RALPH WALDO EMERSON.
From a photograph by Black, Boston.
Here you see the man “in his habit as he lived,” (and as thousands of lecture-audiences saw him,) pictured in the old photograph which illustrates this chapter. Here is the familiar décor of the photographer’s studio: the curtain draped with a cord and tassel, the muslin screen background, and probably that hidden instrument of torture, the “head-rest,” behind the tall, posed figure. Here are the solemn “swallow-tail coat,” the conventional cravat, and the black satin waistcoat. Yet even this antique “carte de visite,” it seems to me, suggests something more and greater,—the imperturbable, kindly presence, the noble face, the angelic look, the serene manner, the penetrating and revealing quality of the man who set out to be “a friend to all who wished to live in the spirit.”

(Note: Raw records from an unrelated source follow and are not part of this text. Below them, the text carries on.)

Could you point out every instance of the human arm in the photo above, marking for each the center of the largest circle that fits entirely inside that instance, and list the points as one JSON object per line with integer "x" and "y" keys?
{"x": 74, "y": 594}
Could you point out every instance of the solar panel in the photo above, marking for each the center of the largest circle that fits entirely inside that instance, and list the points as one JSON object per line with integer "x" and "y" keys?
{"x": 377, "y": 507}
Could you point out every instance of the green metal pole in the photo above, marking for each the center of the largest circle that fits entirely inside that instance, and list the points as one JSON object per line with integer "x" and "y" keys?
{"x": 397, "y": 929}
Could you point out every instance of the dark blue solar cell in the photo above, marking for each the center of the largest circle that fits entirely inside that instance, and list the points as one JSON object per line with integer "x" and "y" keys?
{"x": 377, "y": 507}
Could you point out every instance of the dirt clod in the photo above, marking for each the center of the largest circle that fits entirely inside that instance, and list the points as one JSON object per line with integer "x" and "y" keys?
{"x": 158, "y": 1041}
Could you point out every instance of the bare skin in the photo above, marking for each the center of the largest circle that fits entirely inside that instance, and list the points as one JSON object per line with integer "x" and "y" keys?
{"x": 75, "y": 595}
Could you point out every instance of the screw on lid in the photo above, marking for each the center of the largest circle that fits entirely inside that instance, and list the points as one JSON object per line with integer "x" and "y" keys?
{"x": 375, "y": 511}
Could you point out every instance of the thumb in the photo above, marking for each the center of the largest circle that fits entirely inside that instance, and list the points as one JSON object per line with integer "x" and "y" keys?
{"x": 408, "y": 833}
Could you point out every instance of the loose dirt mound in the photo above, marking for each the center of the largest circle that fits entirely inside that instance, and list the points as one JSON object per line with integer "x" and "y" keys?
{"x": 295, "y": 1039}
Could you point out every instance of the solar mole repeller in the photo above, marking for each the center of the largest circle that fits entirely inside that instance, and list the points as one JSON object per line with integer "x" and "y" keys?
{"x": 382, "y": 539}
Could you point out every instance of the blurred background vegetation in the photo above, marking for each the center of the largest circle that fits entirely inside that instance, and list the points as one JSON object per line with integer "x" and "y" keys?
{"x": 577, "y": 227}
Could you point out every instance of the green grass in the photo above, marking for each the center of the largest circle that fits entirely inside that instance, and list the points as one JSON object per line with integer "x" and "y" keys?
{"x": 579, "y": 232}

Whatever the titles of his lectures,—Man the Reformer, The Method of Nature, The Conduct of Life, Fate, Compensation, Prudence, The Present Age, Society and Solitude,—his main theme is always the same, “namely the infinitude of the private man.” But this private man of Emerson’s, mark you, is linked by invisible ties to all Nature and carries in his breast a spark of the undying fire which is of God. Hence he is at his best when he feels not only his personal unity but also his universal community, when he relies on himself and at the same time cries
“I yield myself to the perfect whole.”
This kind of independence is the truest form of obedience.
The charm of Emerson’s way of presenting his thought comes from the spirit of poetry in the man. He does not argue, nor threaten, nor often exhort; he reveals what he has seen or heard, for you to make what you will of it. He relies less on syllogisms than on imagery, symbols, metaphors. His utterance is as inspirational as the ancient oracle of Delphi, but he shuns the contortions of the priestess at that shrine.
The clearness and symmetry of his sentences, the modulations of his thrilling voice, the radiance of his fine features and his understanding smile, even his slight hesitations and pauses over his manuscript as he read, lent a singular attraction to his speech. Those who were mistrustful of his views on theology and the church, listened to him with delight when he poetized on art, politics, literature, human society and the natural world. To the finest men and women of America in the mid-Victorian epoch he was the lecturer par excellence, the intellectual awakener and liberator, the messenger calling them to break away from dull, thoughtless, formal ways of doing things, and live freely in harmony with the laws of God and their own spirit. They heard him gladly.
I wonder how he would fare to-day, when lecturers, male or female, have to make a loud noise to get a hearing.